Un talith, Keffieh, et une écharpe vendus à l'entrée de l'église du Saint-Sépulcre à Jérusalem -
Un talith, Keffieh, et une écharpe vendus à l'entrée de l'église du Saint-Sépulcre à Jérusalem - © cc / Michael Plutchok

Arabe israélien, palestinien de 1948, non-juif mais citoyen de l’état juif… « Je continue à chercher mon chemin » , disait Sayed Kashua, il y a sept ans. La série dont il fut le scénariste a fait les beaux soirs de la télé israélienne, elle s’exprimait alternativement en hébreu et en arabe – et davantage en hébreu qu’en arabe.

L’année dernière, Sayed Kashua a dit à ses enfants : « Nous partons pour les Etats-Unis » . Il leur a expliqué qu’ils n’emporteraient que quelques jouets. Son aînée a protesté : je parle un hébreu impeccable, mes copines sont juives. Il a répondu que lui-même n’emporterait de sa bibliothèque entièrement en hébreu que deux livres : ça suffirait à Chicago. Et il a rappelé à la famille l’avertissement de son propre père : l’accompagnant au seuil de l’école la plus prestigieuse du pays, il y a vingt-cinq ans, il lui avait dit : « Souviens-toi que, quoique tu fasses dans la vie, tu resteras toujours, je dis bien toujours, un Arabe. »

Les Palestiniens de 1948 qui se sont retrouvés enclos dans l’état dont le nom juif leur était tombé sur la tête représentaient en 1948 14% de la population.
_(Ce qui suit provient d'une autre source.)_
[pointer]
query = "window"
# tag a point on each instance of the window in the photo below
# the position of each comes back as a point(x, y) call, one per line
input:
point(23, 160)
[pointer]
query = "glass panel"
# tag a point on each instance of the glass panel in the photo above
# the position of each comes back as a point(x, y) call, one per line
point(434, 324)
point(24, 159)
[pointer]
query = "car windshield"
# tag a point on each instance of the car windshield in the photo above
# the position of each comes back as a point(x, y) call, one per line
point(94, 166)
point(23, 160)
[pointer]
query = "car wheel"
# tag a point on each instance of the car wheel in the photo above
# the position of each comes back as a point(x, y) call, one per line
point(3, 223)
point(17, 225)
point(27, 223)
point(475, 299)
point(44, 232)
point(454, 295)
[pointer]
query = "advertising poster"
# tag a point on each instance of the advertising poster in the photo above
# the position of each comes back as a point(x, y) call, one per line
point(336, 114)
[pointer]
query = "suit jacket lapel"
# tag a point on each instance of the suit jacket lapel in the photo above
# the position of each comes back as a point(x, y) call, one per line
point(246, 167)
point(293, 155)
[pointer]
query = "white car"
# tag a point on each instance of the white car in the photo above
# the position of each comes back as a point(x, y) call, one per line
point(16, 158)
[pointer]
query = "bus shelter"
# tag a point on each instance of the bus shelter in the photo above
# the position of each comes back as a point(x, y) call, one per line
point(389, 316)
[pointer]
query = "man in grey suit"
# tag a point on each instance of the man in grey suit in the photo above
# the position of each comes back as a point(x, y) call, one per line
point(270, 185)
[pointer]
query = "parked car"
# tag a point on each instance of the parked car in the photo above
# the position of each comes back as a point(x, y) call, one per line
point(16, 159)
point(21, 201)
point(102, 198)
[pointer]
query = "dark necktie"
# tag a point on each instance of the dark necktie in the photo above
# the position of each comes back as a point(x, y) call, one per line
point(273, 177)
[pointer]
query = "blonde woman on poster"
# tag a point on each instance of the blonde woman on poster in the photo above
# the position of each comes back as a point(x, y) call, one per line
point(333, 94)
Ils avaient choisi de rester ou plutôt Israël avait choisi de ne pas les transférer, eux aussi. Ils sont maintenant 20% de la population israélienne. Mais leur présence réelle ne correspond pas vraiment à leur nombre. Ce sont un peu des présents-absents. Il est vrai qu’ils sont très fractionnés.
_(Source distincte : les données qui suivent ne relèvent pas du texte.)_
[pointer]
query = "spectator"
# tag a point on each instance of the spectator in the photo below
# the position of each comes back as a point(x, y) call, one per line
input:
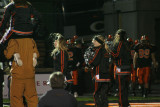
point(121, 53)
point(100, 62)
point(57, 97)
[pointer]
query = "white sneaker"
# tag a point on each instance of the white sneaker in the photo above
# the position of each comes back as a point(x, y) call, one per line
point(75, 94)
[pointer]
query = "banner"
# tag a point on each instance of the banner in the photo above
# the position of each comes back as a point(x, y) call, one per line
point(41, 85)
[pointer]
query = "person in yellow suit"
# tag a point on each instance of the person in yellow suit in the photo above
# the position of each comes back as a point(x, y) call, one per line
point(25, 53)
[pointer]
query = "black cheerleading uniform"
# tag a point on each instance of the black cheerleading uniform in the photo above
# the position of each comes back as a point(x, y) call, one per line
point(100, 62)
point(122, 58)
point(144, 55)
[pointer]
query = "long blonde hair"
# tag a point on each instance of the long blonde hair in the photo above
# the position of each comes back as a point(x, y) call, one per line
point(61, 42)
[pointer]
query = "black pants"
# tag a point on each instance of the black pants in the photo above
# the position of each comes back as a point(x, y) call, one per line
point(101, 95)
point(123, 84)
point(1, 87)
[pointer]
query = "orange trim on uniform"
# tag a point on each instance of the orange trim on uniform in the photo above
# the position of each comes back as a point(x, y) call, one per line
point(22, 32)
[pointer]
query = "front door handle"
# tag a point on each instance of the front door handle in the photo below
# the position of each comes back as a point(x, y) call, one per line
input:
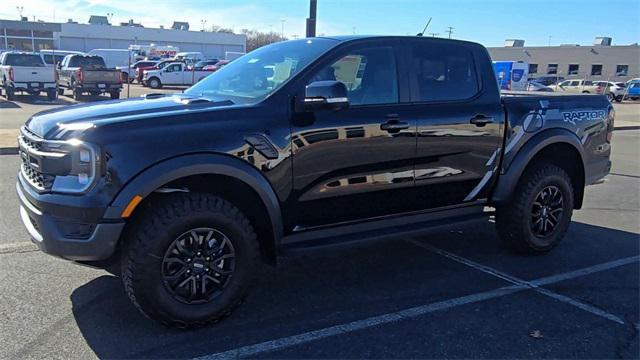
point(481, 120)
point(394, 126)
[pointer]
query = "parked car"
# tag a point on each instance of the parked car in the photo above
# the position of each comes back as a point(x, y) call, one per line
point(536, 86)
point(115, 57)
point(173, 74)
point(88, 74)
point(160, 65)
point(186, 195)
point(548, 79)
point(201, 64)
point(633, 89)
point(189, 58)
point(575, 86)
point(26, 72)
point(216, 66)
point(54, 57)
point(613, 91)
point(129, 72)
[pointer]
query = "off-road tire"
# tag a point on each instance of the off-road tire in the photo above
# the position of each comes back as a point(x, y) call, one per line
point(52, 95)
point(159, 224)
point(10, 93)
point(154, 83)
point(514, 219)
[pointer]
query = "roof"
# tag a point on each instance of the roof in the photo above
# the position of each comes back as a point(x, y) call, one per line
point(98, 20)
point(345, 38)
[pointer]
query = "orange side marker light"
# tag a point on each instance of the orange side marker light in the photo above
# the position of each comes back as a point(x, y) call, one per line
point(131, 206)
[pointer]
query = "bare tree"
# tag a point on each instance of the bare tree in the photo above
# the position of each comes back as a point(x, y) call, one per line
point(256, 39)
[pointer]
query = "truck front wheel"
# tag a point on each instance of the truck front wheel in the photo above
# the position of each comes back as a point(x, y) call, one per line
point(10, 93)
point(539, 213)
point(190, 259)
point(52, 95)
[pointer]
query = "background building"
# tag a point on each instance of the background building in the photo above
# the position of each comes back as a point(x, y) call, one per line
point(30, 36)
point(600, 61)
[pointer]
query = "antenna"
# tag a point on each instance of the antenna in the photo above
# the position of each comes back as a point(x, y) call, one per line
point(425, 27)
point(450, 31)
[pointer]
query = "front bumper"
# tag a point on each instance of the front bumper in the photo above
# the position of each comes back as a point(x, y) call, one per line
point(98, 87)
point(68, 238)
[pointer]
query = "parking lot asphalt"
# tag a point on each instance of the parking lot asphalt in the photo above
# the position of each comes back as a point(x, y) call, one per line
point(451, 294)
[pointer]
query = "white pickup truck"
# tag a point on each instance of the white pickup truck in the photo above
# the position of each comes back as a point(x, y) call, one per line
point(26, 72)
point(173, 74)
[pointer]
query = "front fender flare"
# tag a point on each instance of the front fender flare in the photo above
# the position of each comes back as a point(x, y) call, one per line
point(175, 168)
point(509, 177)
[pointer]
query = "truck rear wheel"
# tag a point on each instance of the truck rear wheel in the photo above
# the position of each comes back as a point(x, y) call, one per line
point(190, 259)
point(154, 83)
point(539, 214)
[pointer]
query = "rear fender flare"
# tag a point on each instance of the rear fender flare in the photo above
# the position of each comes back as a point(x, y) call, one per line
point(508, 178)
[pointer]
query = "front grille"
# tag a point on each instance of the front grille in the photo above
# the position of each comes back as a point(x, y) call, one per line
point(30, 143)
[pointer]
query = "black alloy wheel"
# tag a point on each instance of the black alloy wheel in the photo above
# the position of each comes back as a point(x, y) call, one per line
point(546, 211)
point(198, 265)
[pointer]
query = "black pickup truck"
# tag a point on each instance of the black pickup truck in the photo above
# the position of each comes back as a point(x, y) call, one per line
point(299, 144)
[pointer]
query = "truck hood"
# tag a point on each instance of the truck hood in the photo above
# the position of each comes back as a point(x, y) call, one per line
point(65, 122)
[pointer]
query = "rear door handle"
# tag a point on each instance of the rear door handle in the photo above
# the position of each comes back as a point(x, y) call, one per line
point(481, 120)
point(394, 124)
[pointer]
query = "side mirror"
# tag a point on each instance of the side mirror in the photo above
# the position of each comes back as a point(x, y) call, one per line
point(325, 95)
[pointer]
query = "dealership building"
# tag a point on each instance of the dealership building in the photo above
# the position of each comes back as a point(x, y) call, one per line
point(600, 61)
point(99, 34)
Leurs associations sont agissantes mais qu’en est-il de leur rôle politique, que scrutent les observateurs à quelques jours des législatives ? Une fois n’est pas coutume, leurs micro-partis s’alignent ensemble mais former un groupe plus important à la Knesset ne leur donnera pas nécessairement un rôle d’arbitre. Les coalitions ont pris l’habitude d’utiliser dans le rôle de charnières les juifs ultra-orthodoxes, pourtant moins nombreux qu’eux. C’est une raison supplémentaire qu’ont les arabes israéliens d’une démocratie qu’ils peuvent juger illusoire.